LLM-based Failure Detection and Root-Cause Analysis for AI Agents: From Alerts to Actionable Fixes

From “We Failed” to “Here’s What to Fix”: LLM-based Agent Failure Detection and Root‑Cause Analysis

TL;DR: When AI agents fail in production, dashboards only tell you that something went wrong. LLM-based detectors convert OpenTelemetry/CloudWatch traces into span‑level failure labels, causal chains, and targeted fix recommendations—shifting teams from long manual diagnosis to minutes of actionable remediation. Start with a MEDIUM confidence threshold, run diagnosis ON_FAILURE in CI, and prioritize PRIMARY fixes first.

Why span‑level diagnosis matters for AI agents

A dashboard alert—“goal success fell from 85% to 70%”—is only the start. AI agents coordinate many moving parts (LLM calls, tool invocations, retrievals, orchestration steps). A single failing tool parameter can trigger retries, partial outputs, hallucinations, and a cascade of downstream symptoms. Detecting that an agent failed is only step one — the real challenge is determining why it failed and what to change.

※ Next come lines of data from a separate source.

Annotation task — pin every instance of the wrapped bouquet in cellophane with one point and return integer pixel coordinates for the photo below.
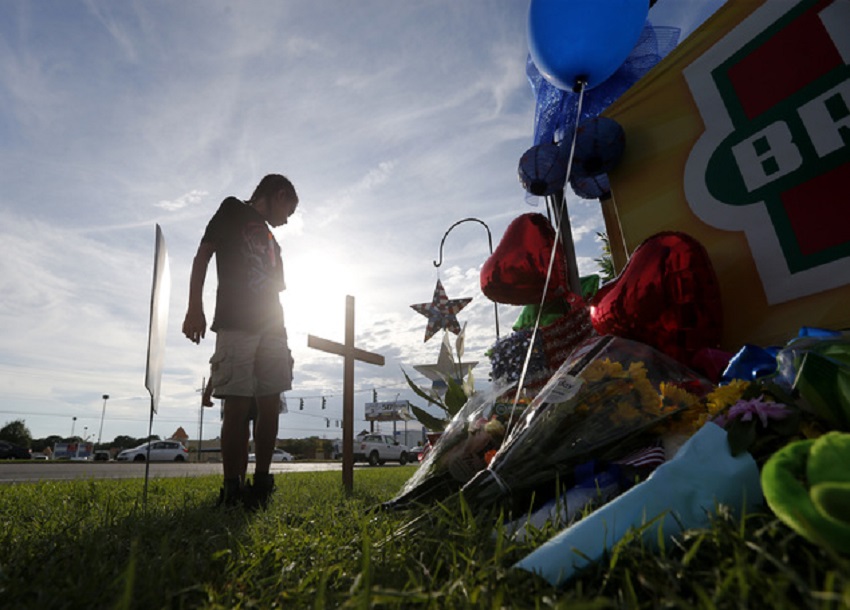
(609, 398)
(470, 439)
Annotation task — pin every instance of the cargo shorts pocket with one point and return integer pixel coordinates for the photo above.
(221, 368)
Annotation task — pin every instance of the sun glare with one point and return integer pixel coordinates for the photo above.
(314, 299)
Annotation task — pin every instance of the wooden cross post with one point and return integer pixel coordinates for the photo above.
(350, 354)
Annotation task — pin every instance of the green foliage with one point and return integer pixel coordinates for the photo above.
(450, 405)
(16, 432)
(605, 262)
(94, 544)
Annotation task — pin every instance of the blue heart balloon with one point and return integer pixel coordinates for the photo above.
(583, 40)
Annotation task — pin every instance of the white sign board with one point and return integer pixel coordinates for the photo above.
(388, 411)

Detecting that an agent failed is only step one — the real challenge is determining why it failed and what to change.

Strands Evals’ detectors use LLM‑based analysis to read traces (a “span” is one unit of work in a trace—an API call, a tool call, an LLM call), tag failures against a taxonomy, and then stitch those tags into causal chains that point to PRIMARY root causes and actionable fixes (system prompt vs. tool description vs. schema changes).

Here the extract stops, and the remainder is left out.